Woordenboek van Populair Taalgebruik

Marc De Coster (2020-2024)

Gepubliceerd op 10-11-2020

deuk

betekenis & definitie

1) (1968) (Barg.) (in de vorm 'deukie') kleinst bestelbare glas pils. Vanwege de vier deukjes onderaan het bierglas.

• En voor degenen, die niet helemaal thuis zijn in het vocabulaire, dat in Amsterdamse kroegen wordt gebezigd, biedt het boek een zeer uitgebreide lijst met verklaringen voor begrippen als een deukie, een buikje, een kopstoot, een pijpie of een propje. (Nieuwsblad van het Noorden, 06/01/1968)
• (Enno Endt & Lieneke Frerichs: Bargoens Woordenboek. 1974)
• (Johanna van Reeuwijk: Groot Nederlands Drankwoordenboek. 1984)
• (Paul van Riel: Kroegwoordenschat. 1998)
• Deukie: kleintje pils. (R. Kerssemakers, R. van Meerten: Drugsverslaving en alcoholisme. 2008)
• Een deukje (ook wel uitgesproken als deukie) is een klein glaasje pils. Van oorsprong had het bierglas vier deukjes in de voet, vandaar de naam 'Deukje'. (www.bierwoordenboek.com, 19/08/2008)

2) (1990+) (jeugd) (in de vorm 'deukie') sigaret: 'een deukie pompen' (een sigaretje roken).

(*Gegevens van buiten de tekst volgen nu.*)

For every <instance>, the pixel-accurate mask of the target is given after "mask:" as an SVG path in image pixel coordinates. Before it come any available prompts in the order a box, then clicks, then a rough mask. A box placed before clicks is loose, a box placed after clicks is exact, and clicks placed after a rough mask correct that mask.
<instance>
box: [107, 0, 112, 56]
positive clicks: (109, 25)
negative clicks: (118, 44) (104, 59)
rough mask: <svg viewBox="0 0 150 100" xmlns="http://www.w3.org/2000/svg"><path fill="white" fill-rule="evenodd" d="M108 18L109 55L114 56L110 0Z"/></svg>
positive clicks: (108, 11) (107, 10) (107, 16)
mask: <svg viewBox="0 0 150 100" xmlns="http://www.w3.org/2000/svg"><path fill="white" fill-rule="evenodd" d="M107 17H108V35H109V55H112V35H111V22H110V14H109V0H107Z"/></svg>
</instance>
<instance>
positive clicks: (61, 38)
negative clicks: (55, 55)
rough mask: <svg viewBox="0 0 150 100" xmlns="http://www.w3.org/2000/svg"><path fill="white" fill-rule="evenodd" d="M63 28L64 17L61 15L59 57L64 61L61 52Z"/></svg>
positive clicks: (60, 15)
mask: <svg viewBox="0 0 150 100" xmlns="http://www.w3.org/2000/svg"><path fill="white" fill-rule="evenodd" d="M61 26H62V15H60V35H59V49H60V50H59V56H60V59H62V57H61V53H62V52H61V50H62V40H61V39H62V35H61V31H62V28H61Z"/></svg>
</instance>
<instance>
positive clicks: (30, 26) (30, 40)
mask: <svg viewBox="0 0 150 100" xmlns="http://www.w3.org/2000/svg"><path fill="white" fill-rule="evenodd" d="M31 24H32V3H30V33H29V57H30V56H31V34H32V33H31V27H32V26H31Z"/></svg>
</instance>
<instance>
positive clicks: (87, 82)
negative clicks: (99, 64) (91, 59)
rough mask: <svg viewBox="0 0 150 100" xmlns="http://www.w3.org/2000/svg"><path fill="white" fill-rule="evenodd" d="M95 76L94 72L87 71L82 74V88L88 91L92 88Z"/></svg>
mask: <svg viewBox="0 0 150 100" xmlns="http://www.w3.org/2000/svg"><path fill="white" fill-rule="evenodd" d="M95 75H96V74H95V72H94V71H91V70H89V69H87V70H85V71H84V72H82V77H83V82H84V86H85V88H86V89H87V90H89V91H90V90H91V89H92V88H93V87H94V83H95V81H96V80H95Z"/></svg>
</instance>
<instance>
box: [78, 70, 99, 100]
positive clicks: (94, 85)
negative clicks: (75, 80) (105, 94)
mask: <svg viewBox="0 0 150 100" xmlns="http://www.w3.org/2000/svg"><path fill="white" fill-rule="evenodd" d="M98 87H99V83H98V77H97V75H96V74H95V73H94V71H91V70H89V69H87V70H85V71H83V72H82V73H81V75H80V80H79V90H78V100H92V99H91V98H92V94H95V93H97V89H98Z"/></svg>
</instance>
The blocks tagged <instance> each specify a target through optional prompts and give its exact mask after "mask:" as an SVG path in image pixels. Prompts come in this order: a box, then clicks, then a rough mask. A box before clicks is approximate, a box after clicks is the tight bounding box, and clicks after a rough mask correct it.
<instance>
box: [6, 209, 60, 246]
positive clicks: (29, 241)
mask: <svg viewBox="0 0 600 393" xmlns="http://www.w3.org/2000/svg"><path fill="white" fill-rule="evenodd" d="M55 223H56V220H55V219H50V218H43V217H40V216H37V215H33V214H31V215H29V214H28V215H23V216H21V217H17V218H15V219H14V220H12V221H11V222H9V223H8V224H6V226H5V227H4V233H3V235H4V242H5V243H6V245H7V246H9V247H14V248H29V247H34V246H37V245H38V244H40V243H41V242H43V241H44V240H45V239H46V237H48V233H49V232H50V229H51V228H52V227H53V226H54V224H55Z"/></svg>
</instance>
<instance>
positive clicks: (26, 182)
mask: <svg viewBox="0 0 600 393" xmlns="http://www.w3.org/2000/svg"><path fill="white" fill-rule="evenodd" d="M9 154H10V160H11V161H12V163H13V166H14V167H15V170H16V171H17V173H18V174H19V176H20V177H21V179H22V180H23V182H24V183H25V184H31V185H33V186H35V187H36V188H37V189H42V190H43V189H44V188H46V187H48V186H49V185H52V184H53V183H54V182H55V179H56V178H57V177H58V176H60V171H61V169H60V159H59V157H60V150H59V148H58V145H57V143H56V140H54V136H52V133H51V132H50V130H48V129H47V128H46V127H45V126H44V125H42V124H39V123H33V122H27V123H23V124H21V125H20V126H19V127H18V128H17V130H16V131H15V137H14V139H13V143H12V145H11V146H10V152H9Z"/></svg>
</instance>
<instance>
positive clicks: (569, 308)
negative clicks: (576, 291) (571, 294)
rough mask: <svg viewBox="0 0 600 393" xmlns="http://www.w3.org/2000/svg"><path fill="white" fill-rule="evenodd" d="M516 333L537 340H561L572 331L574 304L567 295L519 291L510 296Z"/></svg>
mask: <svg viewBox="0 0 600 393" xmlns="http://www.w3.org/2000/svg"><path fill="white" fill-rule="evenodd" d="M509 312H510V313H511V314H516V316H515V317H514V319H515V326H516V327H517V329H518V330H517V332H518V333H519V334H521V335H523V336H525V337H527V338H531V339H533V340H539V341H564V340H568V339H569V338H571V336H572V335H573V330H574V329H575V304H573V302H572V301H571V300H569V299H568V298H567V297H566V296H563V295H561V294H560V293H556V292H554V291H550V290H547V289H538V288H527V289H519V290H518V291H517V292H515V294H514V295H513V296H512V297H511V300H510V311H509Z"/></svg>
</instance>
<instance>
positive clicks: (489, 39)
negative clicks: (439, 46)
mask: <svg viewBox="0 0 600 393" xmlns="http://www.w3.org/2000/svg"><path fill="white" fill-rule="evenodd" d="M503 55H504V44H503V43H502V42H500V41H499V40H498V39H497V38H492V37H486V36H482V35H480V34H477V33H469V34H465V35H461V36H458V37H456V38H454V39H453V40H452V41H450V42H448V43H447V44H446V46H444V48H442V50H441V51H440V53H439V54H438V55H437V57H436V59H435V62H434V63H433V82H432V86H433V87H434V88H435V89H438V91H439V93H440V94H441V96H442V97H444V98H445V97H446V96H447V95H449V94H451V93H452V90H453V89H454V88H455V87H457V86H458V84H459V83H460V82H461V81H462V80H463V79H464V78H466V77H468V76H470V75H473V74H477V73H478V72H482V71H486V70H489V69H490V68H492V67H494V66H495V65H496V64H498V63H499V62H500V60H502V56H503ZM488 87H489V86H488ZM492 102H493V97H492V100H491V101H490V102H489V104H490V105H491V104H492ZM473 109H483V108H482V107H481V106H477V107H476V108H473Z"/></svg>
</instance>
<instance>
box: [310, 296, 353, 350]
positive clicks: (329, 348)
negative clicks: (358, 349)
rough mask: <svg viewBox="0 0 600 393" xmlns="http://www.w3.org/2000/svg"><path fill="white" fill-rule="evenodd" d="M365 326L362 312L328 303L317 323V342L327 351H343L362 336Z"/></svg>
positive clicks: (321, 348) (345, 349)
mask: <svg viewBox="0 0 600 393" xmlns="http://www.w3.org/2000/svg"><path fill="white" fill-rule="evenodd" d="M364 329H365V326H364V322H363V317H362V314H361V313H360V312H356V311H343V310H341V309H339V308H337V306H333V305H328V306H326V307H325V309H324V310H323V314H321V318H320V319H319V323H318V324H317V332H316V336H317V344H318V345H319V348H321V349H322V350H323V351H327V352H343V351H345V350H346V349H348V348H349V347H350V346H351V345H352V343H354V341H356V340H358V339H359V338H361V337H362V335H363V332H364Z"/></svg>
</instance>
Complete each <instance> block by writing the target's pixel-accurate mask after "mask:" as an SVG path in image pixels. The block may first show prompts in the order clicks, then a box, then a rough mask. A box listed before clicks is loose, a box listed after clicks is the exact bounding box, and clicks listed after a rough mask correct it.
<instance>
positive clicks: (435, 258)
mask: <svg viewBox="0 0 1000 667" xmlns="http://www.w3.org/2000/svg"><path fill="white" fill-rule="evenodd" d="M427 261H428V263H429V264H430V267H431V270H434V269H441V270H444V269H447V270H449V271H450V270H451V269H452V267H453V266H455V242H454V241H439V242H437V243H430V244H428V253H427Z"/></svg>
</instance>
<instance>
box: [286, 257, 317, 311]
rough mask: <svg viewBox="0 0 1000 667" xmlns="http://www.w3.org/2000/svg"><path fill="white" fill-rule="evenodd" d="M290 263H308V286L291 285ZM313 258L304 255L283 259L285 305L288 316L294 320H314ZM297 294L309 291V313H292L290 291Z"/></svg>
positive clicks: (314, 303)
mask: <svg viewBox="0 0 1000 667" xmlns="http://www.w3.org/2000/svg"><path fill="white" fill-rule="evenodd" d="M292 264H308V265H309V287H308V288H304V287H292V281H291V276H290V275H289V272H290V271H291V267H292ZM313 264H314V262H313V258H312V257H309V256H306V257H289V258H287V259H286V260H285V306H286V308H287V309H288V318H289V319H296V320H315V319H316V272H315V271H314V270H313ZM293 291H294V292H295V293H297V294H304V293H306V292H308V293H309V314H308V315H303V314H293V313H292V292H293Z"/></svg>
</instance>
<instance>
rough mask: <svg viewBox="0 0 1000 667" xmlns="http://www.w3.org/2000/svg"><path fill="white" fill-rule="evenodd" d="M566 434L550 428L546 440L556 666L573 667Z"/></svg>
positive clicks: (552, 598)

• Een deukie pompen: een sigaret roken: 'in de pauze gaan we altijd even naar buiten om 'n deukie te pompen.' (C.A.J. Hoppenbrouwers: Jongerentaal: de tipparade van de omgangstaal. 1991)
• (Marnix en Marjan van Lichtenvoorde: Nieuwe woorden. 1993)

3) (18e eeuw) (Barg.) klap, slag: iemand een deuk geven': iemand een klap tegen zijn kop geven.

• Het verstand mijns Broeders moet toen reeds een deuk gehad hebben. (Betje Wolff en Aagje Deken: Historie van mejuffrouw Cornelia Wildschut. 1793-1796)
• Iemand een deuk geven: een gat in zijn hoofd slaan, een opstopper geven. (E.G. van Bolhuis: De Gabbertaal. 1937)

4) (inf.) tweedehandswagen. Zie Duitse* deuk.

• Sta ik stil achter een vrachtwagen, kan ik begrijpen, als het moet help ik lossen. Sta ik stil achter een deuk die een broodje is halen, blijf ik rustig wachten. (Gerard van Westerloo: De pont van kwart over zeven. De beste journalistieke verhalen. 2015)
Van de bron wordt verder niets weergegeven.